With the forecast lows going into the 20s I opted not to un-winterize just yet!  I did hit upon what I think is a genius idea for camping when the RV is winterized.  I can bathe, make coffee etc as long as I haul the water with me.  I don’t have places to put liter (or 2 liter) bottles of water in the RV so I can only bring a little.  It’s not a problem if I’m in a campground, but we are camping a Gander Mountain tonight and Wal-Mart tomorrow.  I realized that if I fill my fresh tank, I can crawl under the coach with my bottle and refill it from the drain of the fresh tank!  So today I filled the fresh tank 1/3 full (about 10 gallons, so not that big of a deal if I have to drain it out) and now I can refill as needed and drain when it’s going to get cold!  I did test the “fill the bottles” plan and it does work!  It’s not the easiest thing ever, but it works! 
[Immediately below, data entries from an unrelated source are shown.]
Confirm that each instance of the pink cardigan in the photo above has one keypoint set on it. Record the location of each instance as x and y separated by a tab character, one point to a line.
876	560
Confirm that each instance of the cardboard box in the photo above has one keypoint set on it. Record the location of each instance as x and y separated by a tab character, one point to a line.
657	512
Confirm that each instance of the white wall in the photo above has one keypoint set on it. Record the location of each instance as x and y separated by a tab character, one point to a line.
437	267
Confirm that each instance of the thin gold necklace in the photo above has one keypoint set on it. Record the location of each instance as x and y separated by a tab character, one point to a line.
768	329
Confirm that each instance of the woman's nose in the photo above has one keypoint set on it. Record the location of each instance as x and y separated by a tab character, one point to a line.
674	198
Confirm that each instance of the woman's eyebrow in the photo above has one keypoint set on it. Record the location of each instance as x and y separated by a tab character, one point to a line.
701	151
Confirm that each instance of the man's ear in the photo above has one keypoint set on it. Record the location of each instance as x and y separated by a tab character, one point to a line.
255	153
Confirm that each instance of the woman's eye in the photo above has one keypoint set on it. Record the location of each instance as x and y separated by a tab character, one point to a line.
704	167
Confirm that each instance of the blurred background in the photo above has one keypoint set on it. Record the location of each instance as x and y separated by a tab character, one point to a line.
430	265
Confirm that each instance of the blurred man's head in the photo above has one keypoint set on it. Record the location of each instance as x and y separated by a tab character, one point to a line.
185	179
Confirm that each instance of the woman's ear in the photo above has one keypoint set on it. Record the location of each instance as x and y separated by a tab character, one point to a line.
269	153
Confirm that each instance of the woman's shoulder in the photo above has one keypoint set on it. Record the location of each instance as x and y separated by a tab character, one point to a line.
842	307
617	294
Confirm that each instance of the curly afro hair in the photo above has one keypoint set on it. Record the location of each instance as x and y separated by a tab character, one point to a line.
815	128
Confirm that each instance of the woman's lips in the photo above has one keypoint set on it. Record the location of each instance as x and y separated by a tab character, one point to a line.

The crazy thing is that today it was in the 80s with bright sun!   I was cursing the fact that we were going to be in Damascus on the crappy weather day and today I was hanging out at home taking my time packing and waiting for it to be time for yoga.  Around 11 I decided to ditch yoga and drive out to Front Royal early.   I had plans to meet my friend Kathy for an early dinner so I texted her and asked if she wanted to come walk with me in Shenandoah, and she did!  :-) 

I quickly finished off my preparations and hit the road!  I was in Front Royal picking up Kathy by 1:00! We went up to the Dickey Ridge Visitor Center and took a quick/short walk to Snead Farm.  It was out a fire road and with the leaves off the trees it was HOT HOT HOT.  Luckily it was a short walk!  We decided to drive down Skyline Drive a bit – since it was still early.  We went to Elkwallow and turned around heading back into Front Royal for an early dinner!  It was a fun afternoon! Kathy & I teach at the same school, but we now that I’m back in the classroom we  hardley ever see each other so it was a treat to get to spend the whole afternoon together Much better than yoga! :-)  After dinner I headed down the road. 

At 5pm it was 87* in Front Royal.  Almost 90* and snow was in the forecast.  Seriously?!?! 

It was about 200 miles from Front Royal to Roanoke and it was mostly uneventful.  Dad had told me the wrong exit number – I should have listened to the signs for Camping World – but it wasn’t super hard to turn around and come back to Gander Mountain!  He’d gotten here early and had gone to check out the trail head and had quite an adventure trying to help some folks who had locked their keys in the car. 

It’s almost 10:00 and it’s still 70* in my RV.  I’m going to roast tonight with all this winter gear. I have nothing “summer-y” for sleeping in! It’s only going down to 58*.  Fingers cross that the rain holds off long enough for us to get our hike to McAfee Knob in!